Many fans will argue that this spot should have gone to Keller Chryst. If it turns out that Chryst proves to be the difference between 5-7 and 7-5, he very well may deserve this spot. However, with the quarterback competition being so close even as we approach game week, Tennessee will likely give the nod to the quarterback with the most remaining eligibility and upside for the future.
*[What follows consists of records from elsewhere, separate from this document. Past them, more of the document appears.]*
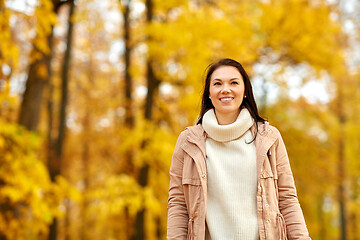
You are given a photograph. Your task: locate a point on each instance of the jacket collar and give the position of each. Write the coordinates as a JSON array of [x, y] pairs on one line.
[[265, 138]]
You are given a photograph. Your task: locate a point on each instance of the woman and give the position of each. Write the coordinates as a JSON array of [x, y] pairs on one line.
[[230, 176]]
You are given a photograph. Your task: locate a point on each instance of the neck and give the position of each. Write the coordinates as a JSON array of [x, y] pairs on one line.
[[226, 118]]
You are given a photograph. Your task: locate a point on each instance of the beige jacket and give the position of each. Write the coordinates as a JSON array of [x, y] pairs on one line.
[[277, 202]]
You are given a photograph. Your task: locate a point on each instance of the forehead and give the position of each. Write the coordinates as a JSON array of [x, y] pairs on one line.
[[226, 72]]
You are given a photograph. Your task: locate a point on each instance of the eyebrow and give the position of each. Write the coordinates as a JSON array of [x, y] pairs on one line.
[[218, 79]]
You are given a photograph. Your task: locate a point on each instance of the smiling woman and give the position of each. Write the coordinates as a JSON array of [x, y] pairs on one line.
[[230, 176]]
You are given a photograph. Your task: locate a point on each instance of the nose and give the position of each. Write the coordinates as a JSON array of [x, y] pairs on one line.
[[225, 90]]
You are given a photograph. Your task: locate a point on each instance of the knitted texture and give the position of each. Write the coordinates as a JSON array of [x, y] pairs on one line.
[[232, 179]]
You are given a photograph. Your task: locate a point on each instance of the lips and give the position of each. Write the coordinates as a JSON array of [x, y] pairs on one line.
[[226, 99]]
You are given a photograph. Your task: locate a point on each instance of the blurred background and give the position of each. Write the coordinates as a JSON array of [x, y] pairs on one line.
[[93, 95]]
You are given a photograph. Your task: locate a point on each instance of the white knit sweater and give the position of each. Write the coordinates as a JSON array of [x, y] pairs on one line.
[[232, 179]]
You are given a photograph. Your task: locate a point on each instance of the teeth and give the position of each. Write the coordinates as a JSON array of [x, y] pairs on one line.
[[226, 99]]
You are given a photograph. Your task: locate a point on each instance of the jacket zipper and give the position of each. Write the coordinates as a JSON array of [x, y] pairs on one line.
[[262, 202]]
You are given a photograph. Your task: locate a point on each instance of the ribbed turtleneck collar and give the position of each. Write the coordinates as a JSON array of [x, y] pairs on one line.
[[229, 132]]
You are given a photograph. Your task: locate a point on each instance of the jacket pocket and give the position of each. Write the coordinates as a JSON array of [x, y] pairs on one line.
[[281, 227]]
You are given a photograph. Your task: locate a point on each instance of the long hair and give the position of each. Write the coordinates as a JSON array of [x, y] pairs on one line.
[[248, 102]]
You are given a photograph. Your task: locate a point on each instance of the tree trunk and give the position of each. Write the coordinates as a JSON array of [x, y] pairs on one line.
[[129, 118], [341, 163], [55, 166], [38, 78], [152, 87]]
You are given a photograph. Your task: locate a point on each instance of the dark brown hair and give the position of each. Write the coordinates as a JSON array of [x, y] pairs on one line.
[[248, 102]]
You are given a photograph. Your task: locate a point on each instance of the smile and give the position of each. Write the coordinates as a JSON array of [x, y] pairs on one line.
[[227, 99]]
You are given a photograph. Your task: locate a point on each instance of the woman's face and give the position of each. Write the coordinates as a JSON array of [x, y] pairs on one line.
[[226, 91]]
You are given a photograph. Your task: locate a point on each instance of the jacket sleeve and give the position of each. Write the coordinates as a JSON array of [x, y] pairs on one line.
[[177, 211], [288, 201]]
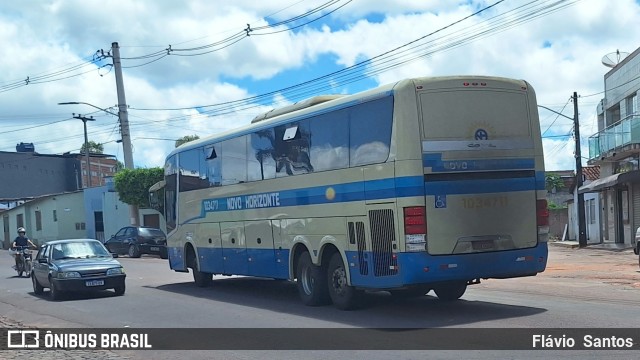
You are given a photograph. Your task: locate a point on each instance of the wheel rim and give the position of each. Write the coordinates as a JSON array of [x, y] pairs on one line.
[[306, 280], [339, 280]]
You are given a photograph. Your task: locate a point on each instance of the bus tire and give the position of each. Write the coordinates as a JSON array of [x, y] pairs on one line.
[[344, 296], [450, 291], [311, 282]]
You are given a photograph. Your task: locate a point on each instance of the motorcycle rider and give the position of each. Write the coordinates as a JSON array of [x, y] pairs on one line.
[[21, 240]]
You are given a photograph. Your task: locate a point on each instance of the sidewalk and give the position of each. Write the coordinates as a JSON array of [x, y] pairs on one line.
[[602, 246], [612, 264]]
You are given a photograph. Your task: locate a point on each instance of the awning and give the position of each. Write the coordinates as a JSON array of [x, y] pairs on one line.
[[609, 181]]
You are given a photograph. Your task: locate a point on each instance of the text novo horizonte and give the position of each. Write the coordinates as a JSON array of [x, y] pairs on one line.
[[255, 201]]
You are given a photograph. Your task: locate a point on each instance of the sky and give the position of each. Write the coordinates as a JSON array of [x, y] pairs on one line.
[[199, 67]]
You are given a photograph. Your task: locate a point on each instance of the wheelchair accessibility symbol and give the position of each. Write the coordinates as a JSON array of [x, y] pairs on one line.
[[441, 201], [481, 134]]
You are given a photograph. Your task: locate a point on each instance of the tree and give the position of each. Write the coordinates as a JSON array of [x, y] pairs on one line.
[[94, 147], [133, 185], [186, 139], [553, 182]]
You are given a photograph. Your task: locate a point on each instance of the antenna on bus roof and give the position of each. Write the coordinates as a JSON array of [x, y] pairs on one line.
[[296, 106]]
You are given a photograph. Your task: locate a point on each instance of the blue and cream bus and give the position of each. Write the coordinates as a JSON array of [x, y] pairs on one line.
[[424, 184]]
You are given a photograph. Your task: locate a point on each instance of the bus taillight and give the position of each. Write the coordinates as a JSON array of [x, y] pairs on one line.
[[542, 220], [415, 228]]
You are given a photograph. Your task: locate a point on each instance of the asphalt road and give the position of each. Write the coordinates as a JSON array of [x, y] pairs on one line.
[[582, 288]]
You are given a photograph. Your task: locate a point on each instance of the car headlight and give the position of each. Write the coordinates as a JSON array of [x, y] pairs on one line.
[[115, 271], [68, 274]]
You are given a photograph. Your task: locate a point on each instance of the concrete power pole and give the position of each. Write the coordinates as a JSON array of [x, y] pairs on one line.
[[582, 229], [123, 115], [86, 145]]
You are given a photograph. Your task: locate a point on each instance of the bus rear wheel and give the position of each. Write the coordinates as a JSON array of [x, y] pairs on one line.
[[344, 296], [311, 282], [450, 291]]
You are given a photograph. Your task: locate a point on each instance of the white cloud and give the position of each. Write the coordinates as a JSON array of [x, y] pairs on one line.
[[558, 54]]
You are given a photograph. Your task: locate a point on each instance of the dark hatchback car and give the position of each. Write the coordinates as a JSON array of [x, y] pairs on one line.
[[76, 265], [135, 241]]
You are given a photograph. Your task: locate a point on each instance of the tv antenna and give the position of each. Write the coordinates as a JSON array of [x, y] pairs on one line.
[[613, 59]]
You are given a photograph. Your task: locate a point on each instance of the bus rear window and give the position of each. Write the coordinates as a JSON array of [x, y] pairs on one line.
[[475, 114]]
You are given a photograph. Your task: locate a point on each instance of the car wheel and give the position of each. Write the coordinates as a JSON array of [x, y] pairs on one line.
[[311, 282], [134, 251], [119, 290], [37, 288], [450, 291], [53, 291], [344, 296]]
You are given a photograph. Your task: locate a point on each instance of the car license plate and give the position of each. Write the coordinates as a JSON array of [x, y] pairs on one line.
[[482, 245], [95, 283]]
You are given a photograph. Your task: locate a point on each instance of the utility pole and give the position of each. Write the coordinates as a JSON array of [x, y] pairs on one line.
[[582, 230], [86, 144], [123, 115]]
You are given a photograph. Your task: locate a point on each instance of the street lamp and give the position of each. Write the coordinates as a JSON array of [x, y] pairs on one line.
[[126, 139], [126, 142]]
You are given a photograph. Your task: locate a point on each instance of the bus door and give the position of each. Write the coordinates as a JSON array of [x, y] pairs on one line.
[[480, 162], [260, 248], [234, 249], [209, 243], [359, 251]]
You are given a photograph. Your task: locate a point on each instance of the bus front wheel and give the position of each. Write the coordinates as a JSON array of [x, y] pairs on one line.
[[311, 282], [450, 291], [344, 296]]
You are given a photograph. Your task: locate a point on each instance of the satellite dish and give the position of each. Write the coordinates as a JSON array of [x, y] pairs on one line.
[[613, 59]]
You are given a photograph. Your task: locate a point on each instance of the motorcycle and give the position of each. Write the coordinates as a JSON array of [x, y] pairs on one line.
[[24, 260]]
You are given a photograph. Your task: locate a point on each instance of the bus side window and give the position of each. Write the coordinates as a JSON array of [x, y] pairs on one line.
[[170, 175], [261, 163], [234, 160], [213, 164], [292, 149], [370, 132], [330, 141]]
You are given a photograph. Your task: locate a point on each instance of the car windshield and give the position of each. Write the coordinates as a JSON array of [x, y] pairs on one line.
[[78, 250], [151, 232]]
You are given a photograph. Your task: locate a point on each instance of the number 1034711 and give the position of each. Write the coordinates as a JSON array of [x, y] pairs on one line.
[[485, 202]]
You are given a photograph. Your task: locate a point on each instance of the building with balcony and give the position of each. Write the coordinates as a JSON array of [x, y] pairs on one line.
[[616, 148]]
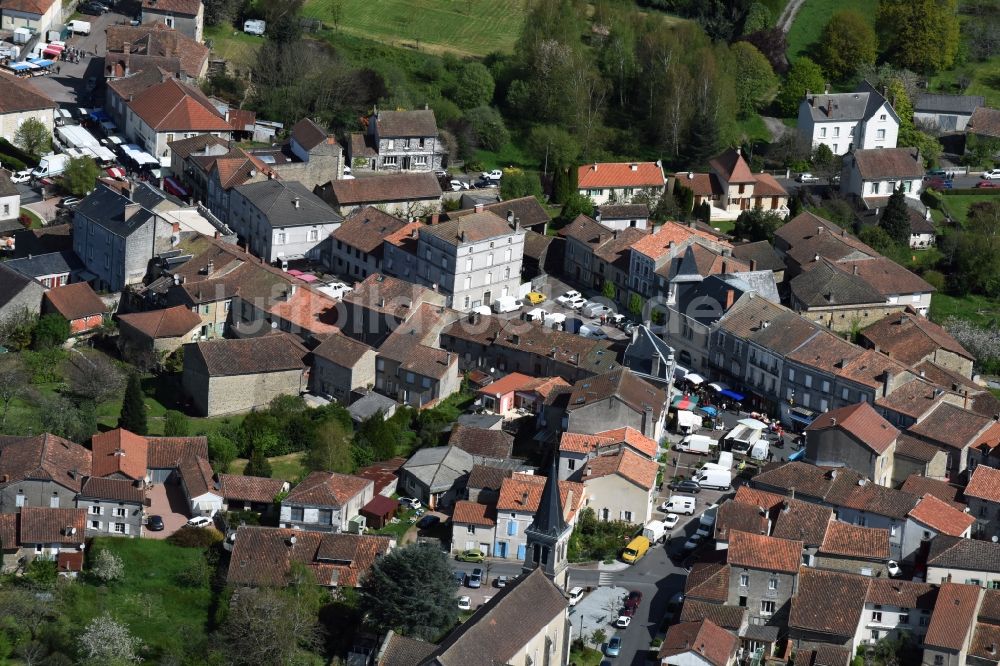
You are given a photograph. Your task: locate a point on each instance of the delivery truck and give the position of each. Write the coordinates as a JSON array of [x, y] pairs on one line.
[[708, 477], [635, 549], [696, 444], [655, 531], [50, 165]]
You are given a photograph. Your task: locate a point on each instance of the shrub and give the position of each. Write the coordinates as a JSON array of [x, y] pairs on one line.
[[107, 567], [196, 537]]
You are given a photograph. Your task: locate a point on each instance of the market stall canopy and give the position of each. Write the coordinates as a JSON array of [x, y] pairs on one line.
[[753, 423]]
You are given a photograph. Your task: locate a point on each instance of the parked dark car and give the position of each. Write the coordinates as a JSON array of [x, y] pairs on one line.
[[92, 8], [428, 522], [686, 486]]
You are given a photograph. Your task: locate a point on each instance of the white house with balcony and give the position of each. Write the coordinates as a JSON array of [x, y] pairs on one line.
[[845, 121]]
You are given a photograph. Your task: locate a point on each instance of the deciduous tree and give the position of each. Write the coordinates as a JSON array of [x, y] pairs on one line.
[[896, 218], [81, 175], [804, 75], [922, 35], [411, 590], [133, 414], [33, 137], [848, 42], [108, 641]]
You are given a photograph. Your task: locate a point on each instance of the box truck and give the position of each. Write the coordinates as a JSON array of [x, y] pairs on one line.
[[696, 444], [708, 477], [655, 531], [50, 165], [635, 549]]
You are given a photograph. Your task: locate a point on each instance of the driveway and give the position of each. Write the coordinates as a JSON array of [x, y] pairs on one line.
[[167, 500]]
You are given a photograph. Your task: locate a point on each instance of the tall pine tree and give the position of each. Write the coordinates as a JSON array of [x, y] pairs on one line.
[[133, 415], [896, 219]]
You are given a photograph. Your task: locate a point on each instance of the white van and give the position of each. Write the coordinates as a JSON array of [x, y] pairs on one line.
[[505, 304], [714, 478], [696, 444], [679, 504]]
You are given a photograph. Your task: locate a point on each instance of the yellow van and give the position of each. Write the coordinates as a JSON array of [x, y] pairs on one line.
[[635, 549]]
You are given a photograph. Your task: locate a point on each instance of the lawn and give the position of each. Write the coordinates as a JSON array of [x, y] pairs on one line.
[[979, 310], [159, 602], [462, 27], [288, 467], [234, 45], [957, 205], [812, 18]]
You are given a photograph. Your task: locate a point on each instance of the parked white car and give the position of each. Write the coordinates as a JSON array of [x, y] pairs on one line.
[[567, 297], [22, 176], [199, 521]]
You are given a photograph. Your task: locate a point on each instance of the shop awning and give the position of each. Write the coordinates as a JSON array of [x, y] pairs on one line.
[[173, 187], [685, 402]]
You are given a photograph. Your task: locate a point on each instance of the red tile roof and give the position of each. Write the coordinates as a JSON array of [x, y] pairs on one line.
[[523, 493], [119, 451], [828, 602], [327, 489], [174, 322], [941, 517], [619, 174], [75, 301], [731, 166], [263, 556], [860, 421], [708, 581], [473, 513], [172, 105], [671, 236], [854, 541], [713, 644], [45, 525], [984, 484], [758, 551], [953, 616], [627, 464]]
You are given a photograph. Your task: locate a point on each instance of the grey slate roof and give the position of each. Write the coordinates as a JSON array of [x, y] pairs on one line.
[[276, 199], [958, 104], [968, 554], [826, 285], [504, 626], [106, 208], [439, 467], [52, 263], [370, 405]]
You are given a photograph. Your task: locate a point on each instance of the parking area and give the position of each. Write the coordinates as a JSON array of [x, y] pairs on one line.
[[166, 501]]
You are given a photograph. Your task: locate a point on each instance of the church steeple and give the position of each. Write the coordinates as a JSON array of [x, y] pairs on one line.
[[548, 535]]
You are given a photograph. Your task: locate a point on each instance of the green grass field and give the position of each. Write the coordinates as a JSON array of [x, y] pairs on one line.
[[288, 467], [813, 16], [983, 78], [462, 27], [980, 310], [165, 610]]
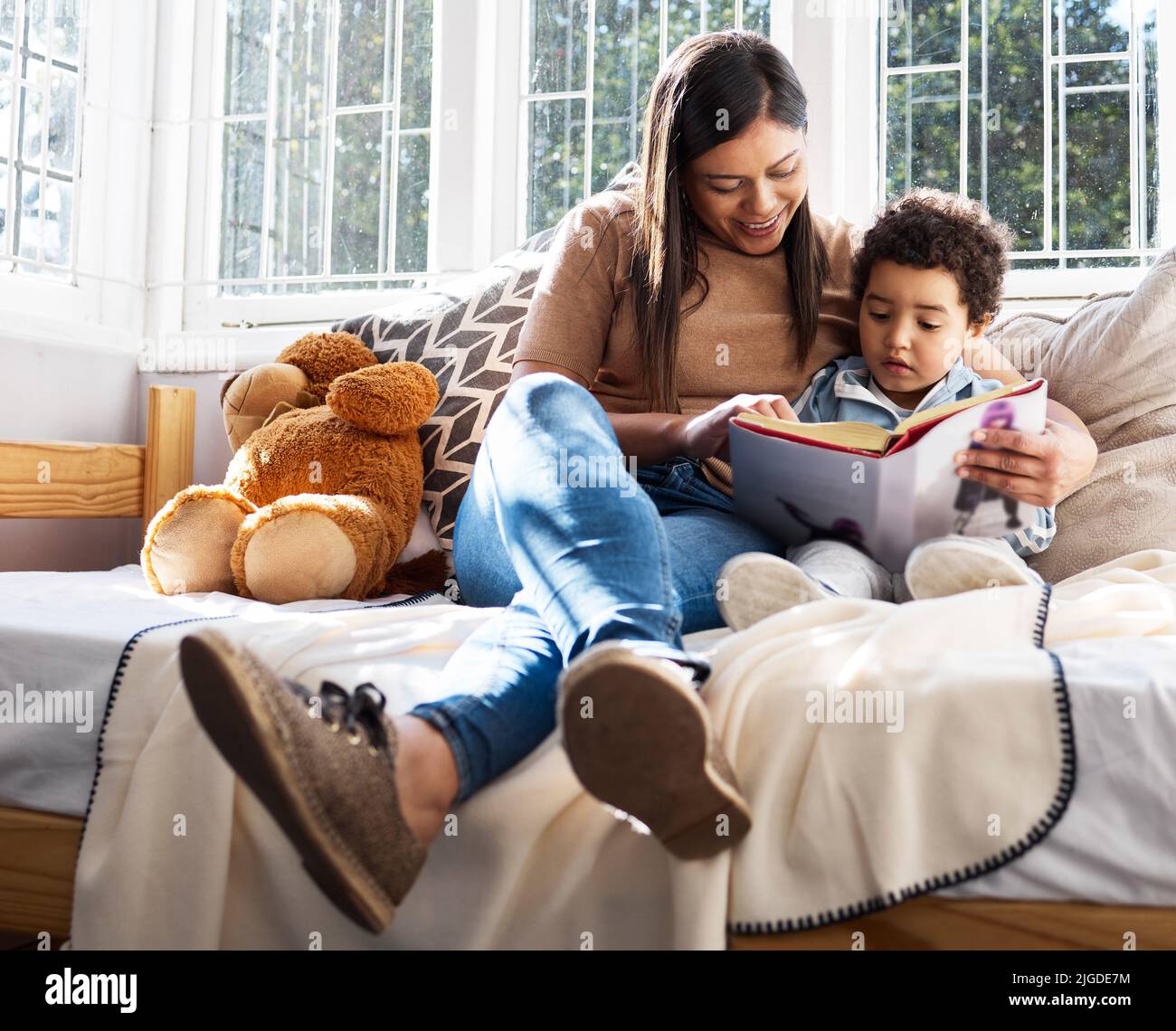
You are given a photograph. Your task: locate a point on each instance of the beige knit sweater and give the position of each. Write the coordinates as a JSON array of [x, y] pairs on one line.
[[737, 341]]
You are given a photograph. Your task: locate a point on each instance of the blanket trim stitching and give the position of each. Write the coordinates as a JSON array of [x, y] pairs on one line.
[[1036, 834], [125, 657]]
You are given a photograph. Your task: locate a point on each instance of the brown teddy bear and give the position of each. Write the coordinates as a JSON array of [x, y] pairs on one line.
[[324, 490]]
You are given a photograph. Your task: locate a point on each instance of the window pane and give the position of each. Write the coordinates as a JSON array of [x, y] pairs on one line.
[[922, 132], [33, 120], [34, 71], [413, 203], [62, 112], [623, 71], [756, 15], [360, 193], [58, 214], [683, 19], [721, 14], [243, 161], [1006, 145], [367, 35], [559, 42], [28, 188], [35, 12], [922, 32], [1152, 141], [297, 238], [555, 145], [247, 55], [1098, 73], [4, 210], [416, 71], [66, 30], [1098, 171], [5, 117], [1096, 26]]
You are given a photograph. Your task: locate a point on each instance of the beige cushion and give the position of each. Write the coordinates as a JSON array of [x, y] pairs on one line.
[[1114, 364]]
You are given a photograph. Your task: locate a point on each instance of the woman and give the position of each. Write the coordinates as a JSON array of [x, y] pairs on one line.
[[659, 313]]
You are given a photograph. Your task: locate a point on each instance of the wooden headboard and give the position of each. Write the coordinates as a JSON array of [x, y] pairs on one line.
[[74, 480]]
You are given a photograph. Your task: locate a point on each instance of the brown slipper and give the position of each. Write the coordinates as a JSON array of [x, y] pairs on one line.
[[322, 763], [641, 741]]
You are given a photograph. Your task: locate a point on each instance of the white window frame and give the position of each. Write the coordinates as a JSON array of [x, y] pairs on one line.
[[105, 282], [1054, 283], [458, 26], [479, 157]]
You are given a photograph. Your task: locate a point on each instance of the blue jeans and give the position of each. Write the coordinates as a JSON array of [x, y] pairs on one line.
[[574, 559]]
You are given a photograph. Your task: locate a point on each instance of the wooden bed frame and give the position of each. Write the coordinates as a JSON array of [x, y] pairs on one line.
[[39, 850]]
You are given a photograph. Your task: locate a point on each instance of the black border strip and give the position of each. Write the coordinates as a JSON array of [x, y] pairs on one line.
[[949, 879], [125, 658]]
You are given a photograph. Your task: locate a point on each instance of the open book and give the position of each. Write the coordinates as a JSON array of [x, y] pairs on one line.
[[883, 490]]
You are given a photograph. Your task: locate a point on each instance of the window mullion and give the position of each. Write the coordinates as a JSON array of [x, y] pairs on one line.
[[1133, 122], [591, 58], [963, 97], [328, 179], [79, 104], [1047, 51], [269, 171], [394, 156]]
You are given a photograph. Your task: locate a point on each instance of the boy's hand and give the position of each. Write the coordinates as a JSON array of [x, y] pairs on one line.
[[1038, 469], [705, 436]]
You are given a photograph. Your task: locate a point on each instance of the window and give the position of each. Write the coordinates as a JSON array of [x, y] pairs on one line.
[[325, 145], [1047, 110], [40, 75], [589, 67]]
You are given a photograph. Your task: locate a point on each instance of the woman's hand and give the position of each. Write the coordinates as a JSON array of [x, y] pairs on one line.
[[706, 435], [1038, 469]]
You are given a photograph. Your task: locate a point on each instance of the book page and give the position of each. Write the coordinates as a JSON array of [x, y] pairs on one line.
[[951, 505], [799, 492], [862, 435]]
The number one spot goes to arguably the best athlete we have seen from the newcomers in this group. Cornerback was a known position of need when Pruitt walked on the job. Judging from his performance in the fall camp scrimmages, Alontae Taylor may have been just what the doctor ordered. He has a nose for the ball, and that showed when he intercepted both of the favorites to land the starting quarterback job in the open practice to start camp. He has good top end speed and has the quickness to break on balls in the air. This makes him a strong contender to be a starter against West Virginia.

Taylor may have deserved a spot on this list based solely upon how desperate the Vols were in the defensive backfield. Add to this fact that Jeremy Pruitt is known for developing top talent at this position and one can see why he made the top of this list. Taylor may have seen himself playing wide receiver at UT, but if Jalen Ramsey is right about Pruitt’s ability to craft elite cornerbacks, this may be the perfect opportunity for him to use his athletic ability to make an impact at the next level.